Najbardziej interesującym aspektem tego problemu - dla mnie tak czy inaczej - jest to, że zwierzęta są tak samo podatne na poważne stresy psychologiczne, które dotykają ludzi. I nie powinno to dziwić tych z nas, którzy codziennie traktują psychicznie uszkodzone zwierzęta.

W rzeczywistości jest to kwestia, którą coraz częściej identyfikuje się wśród wielu porzuconych zwierząt, długoterminowych zwierząt domowych i psów, które zostały pozbawione normalnych sytuacji społecznych, takich jak szczenięta. Zwierzęta te wykazują objawy, które najbardziej odpowiadają tym u ludzi z PTSD.

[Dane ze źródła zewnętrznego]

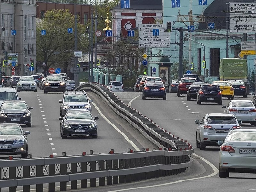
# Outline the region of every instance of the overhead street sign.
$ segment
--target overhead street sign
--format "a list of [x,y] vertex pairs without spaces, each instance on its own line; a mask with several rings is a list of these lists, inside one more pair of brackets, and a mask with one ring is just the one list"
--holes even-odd
[[[255,2],[229,3],[229,31],[245,33],[256,31]],[[252,17],[250,16],[252,15]]]

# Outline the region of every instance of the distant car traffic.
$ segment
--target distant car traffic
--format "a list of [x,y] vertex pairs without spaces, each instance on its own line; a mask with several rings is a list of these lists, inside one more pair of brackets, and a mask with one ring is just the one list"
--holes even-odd
[[33,107],[28,107],[24,101],[4,101],[0,108],[0,123],[15,123],[31,127]]
[[143,100],[147,97],[158,97],[166,100],[166,90],[162,81],[148,81],[144,84],[142,92]]
[[222,93],[218,85],[204,83],[201,84],[196,92],[196,103],[217,103],[222,105]]
[[85,109],[69,111],[64,117],[59,119],[60,122],[60,137],[62,139],[68,136],[91,136],[98,138],[98,125],[90,111]]
[[196,120],[196,148],[205,150],[207,146],[218,146],[218,140],[224,140],[231,130],[240,129],[242,123],[232,114],[207,113],[201,122]]
[[233,114],[242,123],[250,123],[256,126],[256,108],[251,101],[233,100],[222,108],[225,109],[225,113]]
[[0,124],[0,155],[21,155],[22,158],[27,157],[27,135],[29,134],[19,124]]
[[256,130],[232,130],[225,140],[220,140],[220,177],[228,177],[230,172],[256,172]]

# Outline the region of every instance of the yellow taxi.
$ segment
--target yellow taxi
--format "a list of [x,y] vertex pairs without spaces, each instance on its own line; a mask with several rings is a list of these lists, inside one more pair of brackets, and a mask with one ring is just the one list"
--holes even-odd
[[234,99],[234,90],[232,85],[229,82],[224,81],[216,81],[212,82],[213,84],[218,85],[221,90],[222,96],[227,97],[229,99]]

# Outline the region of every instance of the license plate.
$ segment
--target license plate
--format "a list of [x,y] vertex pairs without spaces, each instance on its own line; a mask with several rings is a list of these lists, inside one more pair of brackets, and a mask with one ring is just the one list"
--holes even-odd
[[0,146],[0,149],[12,149],[12,146],[11,145]]
[[207,100],[214,100],[214,98],[206,98]]
[[12,121],[20,121],[20,119],[11,119],[11,120]]
[[216,133],[228,133],[228,129],[218,129],[216,130]]
[[239,153],[242,154],[256,154],[256,149],[240,149]]
[[238,111],[238,113],[248,113],[248,111]]
[[85,132],[85,129],[81,129],[81,130],[75,130],[75,132]]

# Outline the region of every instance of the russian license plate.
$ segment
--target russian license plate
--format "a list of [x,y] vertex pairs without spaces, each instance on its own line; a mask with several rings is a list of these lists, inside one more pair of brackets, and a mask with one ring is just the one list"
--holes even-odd
[[256,154],[256,149],[240,149],[239,153],[242,154]]
[[238,113],[248,113],[248,111],[238,111]]
[[75,132],[85,132],[85,129],[80,130],[75,130]]
[[20,121],[20,119],[11,119],[11,120],[12,121]]
[[207,97],[206,99],[207,100],[214,100],[214,98],[209,98],[209,97]]
[[0,146],[0,149],[11,149],[12,146],[11,145],[6,145],[4,146]]
[[216,130],[216,133],[228,133],[228,129],[217,129]]

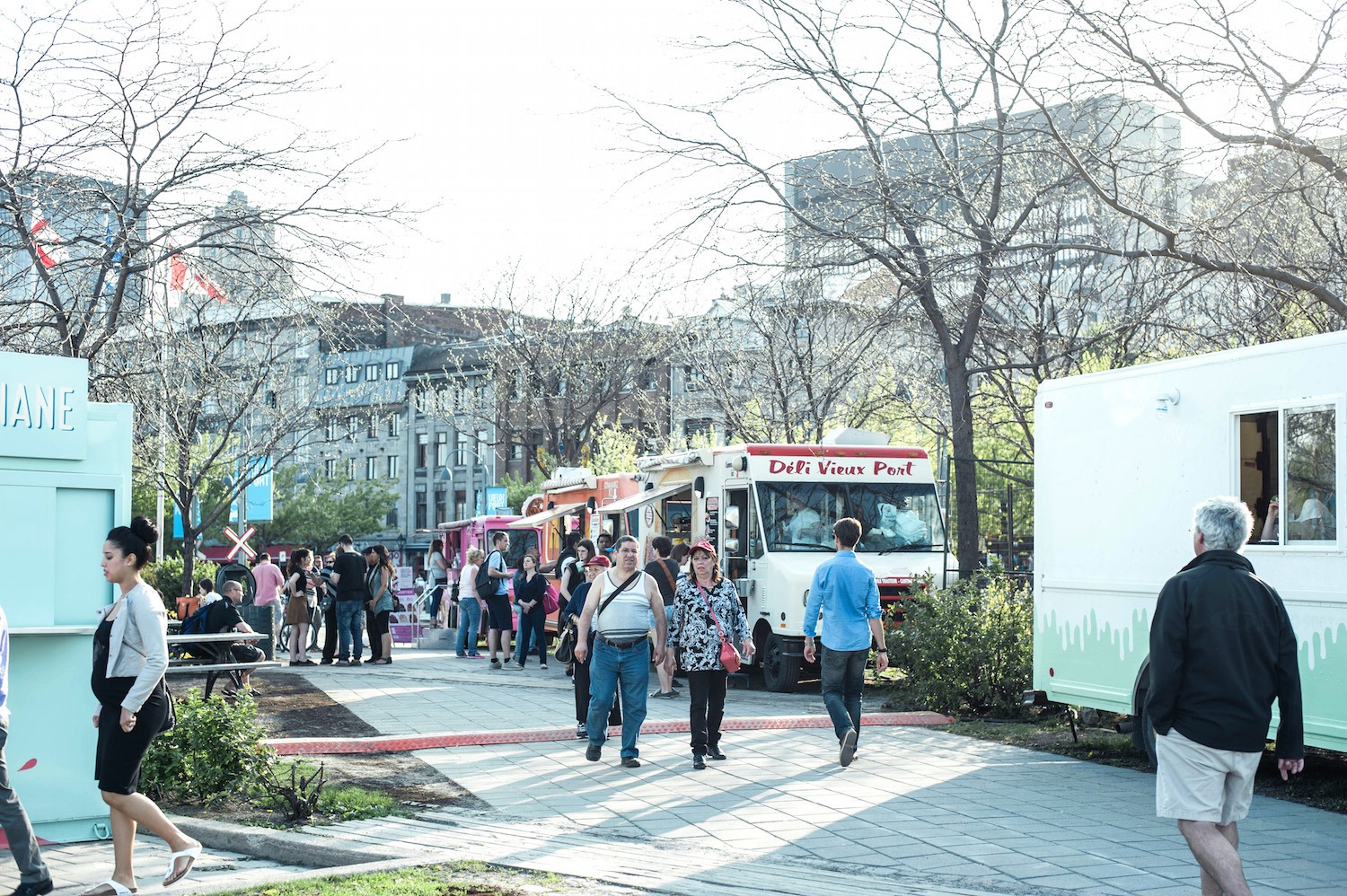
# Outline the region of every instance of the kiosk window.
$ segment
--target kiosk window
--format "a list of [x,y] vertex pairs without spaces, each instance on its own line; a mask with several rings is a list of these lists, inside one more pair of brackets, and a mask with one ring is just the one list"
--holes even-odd
[[1331,406],[1239,415],[1239,497],[1254,544],[1338,539],[1338,412]]

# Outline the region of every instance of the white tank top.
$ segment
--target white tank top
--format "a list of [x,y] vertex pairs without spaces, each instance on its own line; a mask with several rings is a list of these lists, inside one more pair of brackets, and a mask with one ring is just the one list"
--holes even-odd
[[594,631],[610,641],[634,641],[645,637],[651,631],[651,598],[645,596],[645,573],[632,579],[630,587],[618,591],[617,597],[613,597],[613,589],[625,582],[626,575],[618,574],[616,582],[612,570],[605,575],[607,578],[598,605],[603,606],[610,597],[613,602],[595,617]]

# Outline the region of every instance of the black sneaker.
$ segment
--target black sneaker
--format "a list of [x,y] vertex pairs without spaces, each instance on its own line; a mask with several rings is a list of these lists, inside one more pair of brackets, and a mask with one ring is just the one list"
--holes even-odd
[[838,750],[838,764],[846,768],[855,759],[855,729],[846,729],[846,734],[842,736],[842,749]]
[[44,896],[53,889],[51,878],[39,880],[32,884],[19,884],[19,887],[9,896]]

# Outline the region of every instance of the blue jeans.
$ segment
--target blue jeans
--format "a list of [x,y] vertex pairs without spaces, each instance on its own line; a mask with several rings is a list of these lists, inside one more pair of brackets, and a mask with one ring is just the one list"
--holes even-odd
[[651,641],[641,639],[632,647],[617,648],[594,639],[590,659],[590,714],[585,722],[590,745],[602,746],[607,740],[607,713],[617,689],[622,689],[622,759],[640,756],[636,737],[645,721],[645,691],[651,687]]
[[482,605],[475,597],[458,600],[458,655],[477,652],[477,629],[482,621]]
[[[547,663],[547,613],[543,604],[525,612],[519,612],[519,633],[515,636],[515,662],[524,666],[528,662],[528,652],[537,649],[537,662]],[[532,633],[532,640],[529,635]]]
[[360,659],[362,644],[360,628],[365,620],[365,605],[361,601],[337,601],[337,636],[339,647],[337,659]]
[[823,705],[828,707],[839,741],[849,729],[855,729],[857,738],[861,737],[861,691],[865,689],[865,663],[869,659],[870,648],[823,648]]

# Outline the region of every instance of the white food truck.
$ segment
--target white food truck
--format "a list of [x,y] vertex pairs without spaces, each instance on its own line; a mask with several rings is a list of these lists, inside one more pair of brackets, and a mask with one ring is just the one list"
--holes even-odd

Rzeczywiście, na konferencji Purebred Paradox, która odbyła się w marcu ubiegłego roku, przedstawiono interesujące badanie dotyczące symptomatycznych podobieństw między psami szczeniąt a ludźmi cierpiącymi na PTSD.

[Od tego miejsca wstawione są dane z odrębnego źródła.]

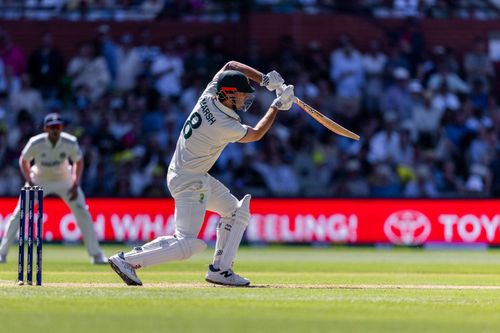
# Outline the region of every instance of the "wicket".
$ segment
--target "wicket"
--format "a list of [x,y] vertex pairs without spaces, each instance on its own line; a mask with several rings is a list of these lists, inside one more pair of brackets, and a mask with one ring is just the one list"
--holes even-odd
[[33,284],[33,238],[35,234],[35,193],[38,197],[38,213],[36,228],[36,285],[42,285],[42,229],[43,229],[43,188],[41,186],[24,186],[21,189],[20,221],[19,221],[19,259],[17,268],[18,284],[24,284],[24,234],[26,220],[26,196],[28,197],[28,254],[26,264],[26,283]]

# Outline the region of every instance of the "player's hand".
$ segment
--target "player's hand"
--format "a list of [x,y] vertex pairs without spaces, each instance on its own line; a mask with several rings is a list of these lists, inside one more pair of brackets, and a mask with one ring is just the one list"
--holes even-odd
[[295,100],[295,95],[293,93],[293,85],[283,85],[276,89],[276,99],[273,101],[271,106],[276,107],[278,110],[290,110]]
[[78,185],[73,184],[73,186],[71,186],[71,188],[68,191],[68,199],[69,201],[73,201],[76,198],[78,198]]
[[269,91],[274,91],[281,87],[285,83],[285,80],[281,77],[280,73],[272,71],[262,76],[262,82],[260,85],[266,87]]

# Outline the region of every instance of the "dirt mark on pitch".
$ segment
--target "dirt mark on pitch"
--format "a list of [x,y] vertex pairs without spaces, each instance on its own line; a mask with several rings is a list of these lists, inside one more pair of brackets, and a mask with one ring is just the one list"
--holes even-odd
[[[15,281],[0,280],[0,288],[20,288]],[[209,288],[235,288],[212,285],[204,282],[179,283],[159,282],[145,283],[143,286],[126,286],[123,283],[79,283],[79,282],[47,282],[42,288],[146,288],[146,289],[209,289]],[[37,287],[40,288],[40,287]],[[499,286],[473,286],[473,285],[420,285],[420,284],[254,284],[246,288],[251,289],[450,289],[450,290],[500,290]]]

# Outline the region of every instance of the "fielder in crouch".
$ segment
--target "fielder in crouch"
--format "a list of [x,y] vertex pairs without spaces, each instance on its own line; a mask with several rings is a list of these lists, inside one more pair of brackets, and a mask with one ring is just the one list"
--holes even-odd
[[[238,115],[253,102],[254,88],[249,79],[277,91],[277,98],[255,127],[241,124]],[[283,83],[276,71],[263,75],[236,61],[228,62],[215,75],[186,120],[170,162],[167,185],[175,200],[175,235],[158,237],[109,258],[111,267],[126,284],[142,285],[135,272],[138,268],[184,260],[205,250],[205,242],[197,237],[207,209],[220,214],[221,219],[213,262],[205,280],[232,286],[250,284],[232,266],[250,220],[251,197],[247,194],[238,201],[208,171],[227,144],[260,140],[278,111],[291,108],[293,86],[283,89]]]
[[[80,188],[83,173],[83,155],[77,139],[63,132],[63,121],[57,113],[50,113],[44,119],[44,133],[30,138],[19,158],[19,167],[26,185],[39,185],[44,196],[55,194],[64,200],[75,215],[78,227],[93,264],[106,264],[108,259],[102,253],[92,218]],[[71,166],[69,160],[73,163]],[[31,162],[34,164],[31,165]],[[0,244],[0,263],[6,262],[7,253],[19,230],[20,204],[12,213],[5,235]]]

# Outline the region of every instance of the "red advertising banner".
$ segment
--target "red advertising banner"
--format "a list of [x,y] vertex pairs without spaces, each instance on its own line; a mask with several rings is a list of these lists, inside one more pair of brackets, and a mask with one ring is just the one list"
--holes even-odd
[[[171,199],[89,199],[102,241],[148,241],[173,234]],[[0,237],[16,205],[0,199]],[[500,244],[500,200],[253,199],[249,242],[348,244],[429,242]],[[44,239],[77,241],[75,218],[59,199],[44,200]],[[199,237],[215,240],[217,214],[208,212]]]

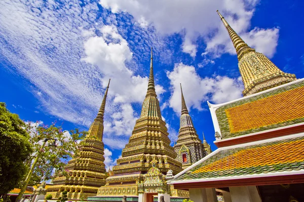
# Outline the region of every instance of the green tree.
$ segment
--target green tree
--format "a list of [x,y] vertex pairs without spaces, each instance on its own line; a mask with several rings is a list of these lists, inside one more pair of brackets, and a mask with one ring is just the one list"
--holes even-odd
[[50,193],[48,194],[48,195],[47,195],[46,196],[46,199],[47,200],[51,200],[52,199],[52,198],[53,198],[53,196],[52,196],[52,194],[51,194]]
[[0,103],[0,196],[17,185],[27,170],[23,163],[32,153],[24,123]]
[[[78,129],[63,131],[62,126],[57,126],[56,124],[54,122],[48,126],[38,122],[27,123],[26,128],[31,136],[30,143],[34,152],[25,162],[31,169],[21,183],[21,190],[16,201],[21,199],[28,184],[36,185],[42,181],[52,179],[54,173],[68,175],[68,171],[64,169],[65,166],[73,156],[77,157],[79,143],[87,132]],[[56,139],[56,142],[53,140],[46,141],[50,138]],[[54,143],[57,144],[56,147],[47,146]]]

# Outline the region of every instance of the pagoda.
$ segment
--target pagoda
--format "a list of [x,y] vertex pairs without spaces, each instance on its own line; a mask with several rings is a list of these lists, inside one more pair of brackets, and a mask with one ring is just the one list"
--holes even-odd
[[228,31],[239,60],[239,69],[244,82],[244,96],[290,82],[294,74],[282,71],[263,54],[248,45],[231,28],[224,17],[216,11]]
[[225,202],[303,201],[304,79],[256,53],[217,13],[237,50],[246,96],[207,102],[218,148],[167,183],[188,190],[195,201],[217,201],[217,192]]
[[100,186],[105,184],[108,176],[104,163],[103,114],[110,81],[98,113],[91,125],[85,138],[81,141],[79,156],[68,163],[65,168],[68,170],[69,177],[59,175],[53,181],[54,185],[47,189],[48,194],[53,198],[58,198],[62,191],[67,191],[69,199],[83,199],[89,196],[96,195]]
[[181,115],[178,138],[174,148],[177,154],[176,160],[182,164],[185,169],[211,153],[210,145],[204,136],[204,143],[199,138],[189,115],[182,93],[181,84]]
[[[96,197],[91,197],[89,200],[108,201],[114,200],[112,198],[115,197],[116,200],[119,200],[120,198],[118,199],[117,197],[122,199],[123,195],[126,195],[131,201],[140,201],[146,191],[143,188],[146,186],[143,183],[148,183],[146,176],[153,165],[154,169],[158,171],[158,176],[162,175],[163,180],[170,170],[173,174],[181,171],[181,163],[175,160],[177,154],[170,145],[167,130],[166,122],[162,119],[155,91],[151,48],[148,88],[140,117],[136,122],[129,143],[122,150],[122,157],[117,160],[117,165],[113,167],[113,175],[106,179],[105,186],[99,188]],[[159,177],[158,178],[161,179]],[[175,190],[175,193],[172,189],[171,191],[169,186],[165,186],[165,180],[161,183],[164,184],[162,187],[167,188],[162,189],[158,187],[156,189],[156,187],[151,187],[149,191],[171,195],[183,194],[186,197],[188,195],[186,191],[178,191],[177,193]]]

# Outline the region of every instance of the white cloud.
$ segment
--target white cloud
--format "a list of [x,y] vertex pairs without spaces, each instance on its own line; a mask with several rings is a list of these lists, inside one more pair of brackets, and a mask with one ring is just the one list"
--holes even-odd
[[249,32],[242,35],[242,37],[257,52],[272,58],[278,45],[279,31],[278,28],[264,29],[255,27]]
[[182,50],[183,52],[190,54],[193,58],[195,58],[197,52],[197,45],[194,44],[191,40],[186,37],[182,45]]
[[167,72],[167,75],[172,91],[170,107],[177,114],[180,114],[181,108],[180,83],[188,110],[192,107],[202,110],[202,103],[208,99],[218,104],[242,96],[243,85],[240,77],[238,79],[220,76],[202,78],[194,67],[182,63],[175,64],[173,71]]
[[[195,57],[197,48],[196,45],[191,41],[195,41],[200,35],[204,37],[207,43],[206,50],[213,57],[219,57],[225,53],[235,54],[228,33],[215,12],[219,10],[222,14],[225,14],[224,17],[237,32],[244,37],[247,35],[251,36],[252,38],[246,42],[271,57],[275,52],[278,42],[275,37],[276,31],[274,31],[275,28],[255,28],[248,32],[254,8],[259,2],[259,0],[100,0],[99,3],[113,13],[130,13],[144,26],[148,23],[151,24],[164,35],[185,31],[187,34],[184,36],[182,49],[193,57]],[[257,32],[256,29],[259,31]],[[271,45],[265,45],[253,39],[260,37],[260,35],[263,36],[265,40],[270,40],[267,43]]]
[[116,160],[117,159],[115,160],[113,160],[112,159],[112,152],[109,150],[107,148],[105,148],[104,149],[104,155],[103,157],[104,157],[104,164],[105,165],[105,169],[107,171],[108,170],[109,167],[112,170],[112,168],[113,166],[116,165]]
[[[104,139],[109,146],[121,148],[137,117],[131,104],[141,103],[147,89],[148,78],[136,72],[136,62],[148,60],[148,56],[141,58],[142,50],[148,48],[142,47],[147,38],[151,37],[148,46],[161,46],[155,34],[129,30],[133,42],[141,40],[132,45],[138,47],[134,60],[130,44],[117,27],[102,21],[116,24],[119,19],[112,14],[99,18],[95,2],[4,0],[0,7],[0,54],[32,84],[31,90],[47,112],[89,126],[112,78]],[[122,31],[124,34],[125,30]],[[164,91],[159,85],[156,89],[159,95]],[[118,116],[121,111],[124,113]]]
[[174,142],[176,143],[176,141],[177,141],[178,133],[173,128],[171,127],[169,124],[166,123],[166,126],[168,128],[168,132],[169,133],[168,137],[171,140],[170,144],[173,146]]

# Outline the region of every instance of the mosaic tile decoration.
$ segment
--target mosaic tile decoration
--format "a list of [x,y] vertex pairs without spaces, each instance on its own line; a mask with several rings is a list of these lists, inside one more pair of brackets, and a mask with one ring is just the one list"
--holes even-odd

To dorozumiane połączenie nie powinno w żaden sposób służyć do minimalizacji PTSD u ludzi. Rzeczywiście, mam nadzieję, że dobrze udokumentowana obserwacja podobnego zjawiska u zwierząt (które nie mają politycznego udziału w tej materii) dodatkowo pomaga przywrócić rzeczywistość, że wojna jest piekłem dla wszystkich zaangażowanych. A zwierzęta wyraźnie cierpią tak samo, jak ludzie, kiedy są zmuszeni doświadczyć swoich zniszczeń.

Jasne, uważam, że ludzka pycha (a może i pobożne życzenia) powstrzymuje nas od rozważania często niefortunnych konsekwencji dobrostanu zwierząt związanych z używaniem psów w działaniach wojennych. Ale to niekoniecznie oznacza, że nie powinniśmy wykorzystywać zwierząt w trakcie wojny - dopóki jesteśmy świadomi tego, co robimy i podejmujemy kroki w celu ograniczenia wpływu wojny na psychikę wszystkich, którzy nas bronią.

Jeśli naszym psom wojskowym uda się zminimalizować ludzkie obrażenia, utratę życia i upośledzenie psychiczne, to mogę zarzucić pomysł wykorzystania ich w operacjach wojskowych. Nie oznacza to jednak, że nie powinniśmy opracowywać strategii zapobiegania PTSD u psów wojskowych i innych.

W rzeczywistości, teraz, gdy uznaliśmy PTSD za bardzo poważny problem wśród naszych zmilitaryzowanych psów, uważam, że moralnym nakazem jest rozwiązanie tego problemu.

Jakie jest twoje zdanie na ten temat? Czy psy zasługują na taką samą pomoc jak ludzie, jeśli chodzi o radzenie sobie z PTSD?